CRÍTICA - "UM SINAL SECRETO"
O êxito de "Foge" ("Get Out", no original), a primeira longa-metragem de Jordan Peele como cineasta, desencadeou uma onda de cinema de terror socialmente consciente. Naturalmente, o género nunca abdicou dessa veia política, no entanto, começámos a vê-la ser um tanto ou quanto secundarizada, em particular, nas produções dos estúdios norte-americanos que, quer queiramos, quer não, constituem a cara do que um género é e representa aos olhos do grande público.

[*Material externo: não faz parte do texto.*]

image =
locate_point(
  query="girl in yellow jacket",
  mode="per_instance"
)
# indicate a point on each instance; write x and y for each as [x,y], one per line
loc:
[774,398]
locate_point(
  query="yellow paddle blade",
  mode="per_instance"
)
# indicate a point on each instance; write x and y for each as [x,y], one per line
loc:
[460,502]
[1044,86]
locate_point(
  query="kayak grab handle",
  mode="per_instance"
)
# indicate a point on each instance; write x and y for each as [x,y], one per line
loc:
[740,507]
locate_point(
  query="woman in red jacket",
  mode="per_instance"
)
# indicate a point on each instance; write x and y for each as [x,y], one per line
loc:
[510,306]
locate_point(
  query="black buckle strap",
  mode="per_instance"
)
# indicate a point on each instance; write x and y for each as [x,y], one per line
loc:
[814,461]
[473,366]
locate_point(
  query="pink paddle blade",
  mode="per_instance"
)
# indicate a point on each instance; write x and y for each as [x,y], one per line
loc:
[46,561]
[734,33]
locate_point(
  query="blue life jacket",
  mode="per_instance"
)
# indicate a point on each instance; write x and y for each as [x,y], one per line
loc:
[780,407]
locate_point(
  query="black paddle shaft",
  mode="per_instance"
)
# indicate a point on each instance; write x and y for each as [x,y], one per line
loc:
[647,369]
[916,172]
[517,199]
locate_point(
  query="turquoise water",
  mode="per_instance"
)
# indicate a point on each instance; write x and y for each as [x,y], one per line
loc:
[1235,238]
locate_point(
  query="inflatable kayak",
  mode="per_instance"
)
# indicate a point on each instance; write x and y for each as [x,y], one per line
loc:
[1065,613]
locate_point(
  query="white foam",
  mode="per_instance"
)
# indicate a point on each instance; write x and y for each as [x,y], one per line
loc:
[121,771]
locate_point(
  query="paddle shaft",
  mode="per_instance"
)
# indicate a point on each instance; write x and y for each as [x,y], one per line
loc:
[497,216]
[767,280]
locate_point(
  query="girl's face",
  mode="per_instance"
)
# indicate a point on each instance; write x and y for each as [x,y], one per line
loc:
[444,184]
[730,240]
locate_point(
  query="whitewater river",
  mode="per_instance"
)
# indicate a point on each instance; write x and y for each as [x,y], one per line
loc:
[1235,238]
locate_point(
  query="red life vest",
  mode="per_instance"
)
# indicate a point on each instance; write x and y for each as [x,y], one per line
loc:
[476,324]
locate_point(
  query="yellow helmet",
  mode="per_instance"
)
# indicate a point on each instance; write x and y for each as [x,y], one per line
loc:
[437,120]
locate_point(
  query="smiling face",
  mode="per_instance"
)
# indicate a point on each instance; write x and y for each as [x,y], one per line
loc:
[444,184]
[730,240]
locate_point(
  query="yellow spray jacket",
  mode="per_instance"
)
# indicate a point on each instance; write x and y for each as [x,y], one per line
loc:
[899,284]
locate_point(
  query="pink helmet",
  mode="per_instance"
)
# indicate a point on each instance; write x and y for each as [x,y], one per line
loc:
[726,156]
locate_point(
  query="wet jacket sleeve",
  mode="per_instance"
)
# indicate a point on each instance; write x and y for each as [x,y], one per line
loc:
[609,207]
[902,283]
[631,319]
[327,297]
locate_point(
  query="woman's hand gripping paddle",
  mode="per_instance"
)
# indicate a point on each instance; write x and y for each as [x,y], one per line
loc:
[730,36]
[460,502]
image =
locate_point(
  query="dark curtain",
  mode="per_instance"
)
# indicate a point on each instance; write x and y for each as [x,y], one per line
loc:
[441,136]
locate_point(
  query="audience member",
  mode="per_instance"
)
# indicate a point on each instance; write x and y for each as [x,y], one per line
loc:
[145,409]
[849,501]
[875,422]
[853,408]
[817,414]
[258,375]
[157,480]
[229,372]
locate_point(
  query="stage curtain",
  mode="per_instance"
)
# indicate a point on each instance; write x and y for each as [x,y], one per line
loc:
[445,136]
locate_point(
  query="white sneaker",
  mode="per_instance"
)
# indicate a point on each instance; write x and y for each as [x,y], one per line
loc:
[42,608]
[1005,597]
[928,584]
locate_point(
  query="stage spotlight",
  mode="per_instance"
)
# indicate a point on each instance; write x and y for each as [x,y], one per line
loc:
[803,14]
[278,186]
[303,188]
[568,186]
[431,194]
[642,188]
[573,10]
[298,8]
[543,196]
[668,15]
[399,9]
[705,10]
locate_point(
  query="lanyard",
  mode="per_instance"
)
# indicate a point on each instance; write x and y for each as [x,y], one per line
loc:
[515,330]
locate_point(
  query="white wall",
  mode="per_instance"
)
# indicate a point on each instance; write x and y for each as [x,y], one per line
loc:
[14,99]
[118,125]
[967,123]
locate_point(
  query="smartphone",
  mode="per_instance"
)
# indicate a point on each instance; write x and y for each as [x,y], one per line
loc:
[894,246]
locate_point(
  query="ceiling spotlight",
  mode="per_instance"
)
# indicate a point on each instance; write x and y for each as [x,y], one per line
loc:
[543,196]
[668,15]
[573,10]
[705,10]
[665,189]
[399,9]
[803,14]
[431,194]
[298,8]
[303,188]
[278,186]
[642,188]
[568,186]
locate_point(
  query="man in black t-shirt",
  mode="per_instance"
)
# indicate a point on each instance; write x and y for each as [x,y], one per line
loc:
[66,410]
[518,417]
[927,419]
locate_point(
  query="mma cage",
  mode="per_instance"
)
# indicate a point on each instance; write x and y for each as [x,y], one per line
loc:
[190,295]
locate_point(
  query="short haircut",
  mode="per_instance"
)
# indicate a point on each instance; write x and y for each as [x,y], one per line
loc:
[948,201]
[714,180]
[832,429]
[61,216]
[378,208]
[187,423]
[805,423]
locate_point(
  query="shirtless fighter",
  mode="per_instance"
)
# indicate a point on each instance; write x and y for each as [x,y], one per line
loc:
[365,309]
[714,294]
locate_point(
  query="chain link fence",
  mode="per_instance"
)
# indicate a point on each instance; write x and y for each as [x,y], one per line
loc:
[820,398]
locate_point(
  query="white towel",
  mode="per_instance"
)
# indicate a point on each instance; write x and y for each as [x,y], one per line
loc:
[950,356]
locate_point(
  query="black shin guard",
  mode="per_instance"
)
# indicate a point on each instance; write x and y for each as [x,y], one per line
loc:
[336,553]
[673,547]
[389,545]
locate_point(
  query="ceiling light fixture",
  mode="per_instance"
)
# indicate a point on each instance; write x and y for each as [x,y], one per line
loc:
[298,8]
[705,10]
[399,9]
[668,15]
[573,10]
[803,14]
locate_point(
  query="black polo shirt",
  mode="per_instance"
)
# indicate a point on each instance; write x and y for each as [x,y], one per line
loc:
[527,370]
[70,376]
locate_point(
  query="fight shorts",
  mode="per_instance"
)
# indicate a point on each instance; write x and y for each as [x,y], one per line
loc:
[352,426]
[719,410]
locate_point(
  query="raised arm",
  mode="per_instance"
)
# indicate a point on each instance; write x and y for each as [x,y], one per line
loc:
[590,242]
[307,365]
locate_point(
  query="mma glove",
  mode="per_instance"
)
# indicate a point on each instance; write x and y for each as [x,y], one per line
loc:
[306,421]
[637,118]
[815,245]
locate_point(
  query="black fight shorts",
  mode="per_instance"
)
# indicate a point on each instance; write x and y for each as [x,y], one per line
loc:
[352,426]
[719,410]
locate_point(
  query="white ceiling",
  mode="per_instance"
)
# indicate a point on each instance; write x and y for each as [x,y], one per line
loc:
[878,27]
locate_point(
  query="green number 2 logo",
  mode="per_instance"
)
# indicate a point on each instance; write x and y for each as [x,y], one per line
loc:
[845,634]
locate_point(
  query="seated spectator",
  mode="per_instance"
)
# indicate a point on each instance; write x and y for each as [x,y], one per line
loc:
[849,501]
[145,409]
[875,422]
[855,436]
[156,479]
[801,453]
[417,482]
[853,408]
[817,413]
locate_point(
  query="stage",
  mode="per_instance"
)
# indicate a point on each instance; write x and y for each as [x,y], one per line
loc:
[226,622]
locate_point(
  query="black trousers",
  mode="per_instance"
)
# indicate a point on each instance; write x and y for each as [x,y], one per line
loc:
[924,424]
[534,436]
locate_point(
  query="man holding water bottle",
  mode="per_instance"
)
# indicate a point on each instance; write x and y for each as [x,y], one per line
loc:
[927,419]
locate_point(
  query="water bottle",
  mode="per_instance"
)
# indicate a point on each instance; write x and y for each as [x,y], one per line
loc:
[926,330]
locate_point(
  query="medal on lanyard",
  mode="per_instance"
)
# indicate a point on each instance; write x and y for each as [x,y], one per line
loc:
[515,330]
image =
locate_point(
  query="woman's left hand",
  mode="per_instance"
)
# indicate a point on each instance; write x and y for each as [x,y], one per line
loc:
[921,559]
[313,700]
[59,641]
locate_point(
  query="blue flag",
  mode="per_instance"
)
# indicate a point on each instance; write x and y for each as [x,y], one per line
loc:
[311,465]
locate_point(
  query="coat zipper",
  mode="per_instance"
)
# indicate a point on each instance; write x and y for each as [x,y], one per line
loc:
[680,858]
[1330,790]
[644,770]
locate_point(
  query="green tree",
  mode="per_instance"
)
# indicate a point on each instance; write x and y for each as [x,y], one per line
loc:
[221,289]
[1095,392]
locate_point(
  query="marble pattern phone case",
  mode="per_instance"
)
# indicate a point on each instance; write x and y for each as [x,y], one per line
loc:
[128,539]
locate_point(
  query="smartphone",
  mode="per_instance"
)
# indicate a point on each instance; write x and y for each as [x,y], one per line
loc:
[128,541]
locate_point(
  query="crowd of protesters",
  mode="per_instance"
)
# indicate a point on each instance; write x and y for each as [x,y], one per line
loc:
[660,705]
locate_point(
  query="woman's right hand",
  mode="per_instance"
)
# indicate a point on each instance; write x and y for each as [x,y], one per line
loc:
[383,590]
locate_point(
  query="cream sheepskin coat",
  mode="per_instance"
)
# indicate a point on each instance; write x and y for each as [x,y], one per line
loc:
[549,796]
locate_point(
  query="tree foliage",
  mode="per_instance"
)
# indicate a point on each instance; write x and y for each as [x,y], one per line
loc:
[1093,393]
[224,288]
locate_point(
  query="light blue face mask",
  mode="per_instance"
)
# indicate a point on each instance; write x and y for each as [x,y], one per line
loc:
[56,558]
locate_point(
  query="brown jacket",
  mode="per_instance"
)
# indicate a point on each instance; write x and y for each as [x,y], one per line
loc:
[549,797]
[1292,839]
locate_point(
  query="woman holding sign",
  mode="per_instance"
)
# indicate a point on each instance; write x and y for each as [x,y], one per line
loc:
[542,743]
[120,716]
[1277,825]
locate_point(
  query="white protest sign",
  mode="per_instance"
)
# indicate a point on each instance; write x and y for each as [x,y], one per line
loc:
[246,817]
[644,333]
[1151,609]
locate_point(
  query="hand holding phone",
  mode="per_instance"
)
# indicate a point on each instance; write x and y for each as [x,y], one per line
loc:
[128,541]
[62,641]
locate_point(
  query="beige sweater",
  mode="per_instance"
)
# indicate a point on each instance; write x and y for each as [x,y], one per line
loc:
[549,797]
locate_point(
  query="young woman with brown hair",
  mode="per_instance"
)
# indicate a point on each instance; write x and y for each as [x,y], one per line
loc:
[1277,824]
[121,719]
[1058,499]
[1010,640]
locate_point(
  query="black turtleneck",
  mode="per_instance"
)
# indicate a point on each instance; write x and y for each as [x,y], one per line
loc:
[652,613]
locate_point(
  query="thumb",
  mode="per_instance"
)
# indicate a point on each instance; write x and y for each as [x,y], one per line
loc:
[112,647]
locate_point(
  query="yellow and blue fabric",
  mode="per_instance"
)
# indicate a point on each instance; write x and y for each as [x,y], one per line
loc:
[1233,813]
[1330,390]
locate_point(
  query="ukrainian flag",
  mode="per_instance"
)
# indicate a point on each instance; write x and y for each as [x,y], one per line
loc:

"Um Sinal Secreto", também uma primeira longa-metragem de alguém que trabalha, noutros departamentos, em Hollywood, há vários anos, Zoë Kravitz, é um sucedâneo do filme de Peele (e do seu sucesso que continua a tornar títulos que, possivelmente, seriam encarados como demasiado ousados ou polarizadores em objetos comercialmente apetecíveis), um pouco como "Antebellum: A Escolhida" ou "Não Te Preocupes, Querida" (note-se, ambos menos conseguidos que o filme de Kravitz, ainda que muitíssimo respeitáveis nas suas ambições).
O conceito é relativamente simples, ou melhor, não é, mas, de modo a não revelar demasiado, é aconselhável manter um ar de vagueza. O filme acompanha Frida (Naomi Ackie) e Jess (Alia Shawkat), duas empregadas de mesa que, como se costuma dizer, não têm onde cair mortas. Um dia, cabe-lhes servir os convidados de um evento tremendamente refinado, organizado para homenagear Slater King (Channing Tatum, também produtor e companheiro de Kravitz), um bilionário do setor da tecnologia que se virou para a filantropia depois de se meter em sarilhos.
Nunca sabemos, concretamente, o que Slater fez, mas Kravitz, também argumentista, não se coíbe de encenar um daqueles vídeos, cada vez mais populares, em que uma celebridade pede desculpa aos seus milhões de seguidores. Desde a eclosão do movimento #MeToo que esses vídeos se tornaram comuns, não só sobre questões de assédio sexual, temos atores, músicos, escritores e outros tantos à procura de redenção na praça pública (Twitter/Instagram) por terem dito algo que não deviam, sempre seguindo o mesmo guião, naturalmente, cozinhado por um profissional de relações públicas num gabinete de gestão de crises.
Logo aí, seja porque não sabemos quais são os seus pecados ou porque reconhecemos nele a desonestidade e a presunção de quem tem demasiado poder para se preocupar com algo ou alguém que não ele próprio, Kravitz estabelece Slater como uma figura dúbia e Channing Tatum habita-o perfeitamente. Ele emana o carisma de uma estrela de cinema clássica, enquanto ostenta os músculos de um herói de ação, tradicionalmente, Hollywood considerá-lo ia como um candidato ideal para papéis estereotipadamente masculinos, o "sedutor" e/ou "o protetor", só que Kravitz filma-o de forma enigmática, acrescentando um elemento de dúvida, de medo à sua persona. O que acontece se o "protetor" utilizar os seus recursos para satisfazer os seus desejos, ignorando o sofrimento dos outros?
Nesse sentido, "Um Sinal Secreto" revela-se como uma sátira dúplice. Por um lado, o olhar feminino e feminista não vacila na hora de condenar a misoginia, naturalmente, enraizada num processo de desumanização. Por outro, podemos encaixá-lo na atual corrente de filmes que comentam as desigualdades socioeconómicas que enfrentamos questionando os poderosos, que têm livre acesso a todos os recursos necessários. Tudo com um sentido de humor negríssimo e tremendamente contundente, embalado por uma atmosfera intoxicante, hipnótica mesmo, é ver como o ritmo da montagem e a estranheza da banda-sonora ajudam a realização a criar uma ambiência que nos coloca numa espécie de transe.
É um filme interessantíssimo, impossivelmente tenso ("de roer as unhas" dir-se-ia), que além de se perfilar entre os melhores lançamentos da temporada, tem o mérito de nos revelar uma cineasta que, à primeira tentativa, já evidencia um controlo absoluto das ferramentas que compõem o seu métier.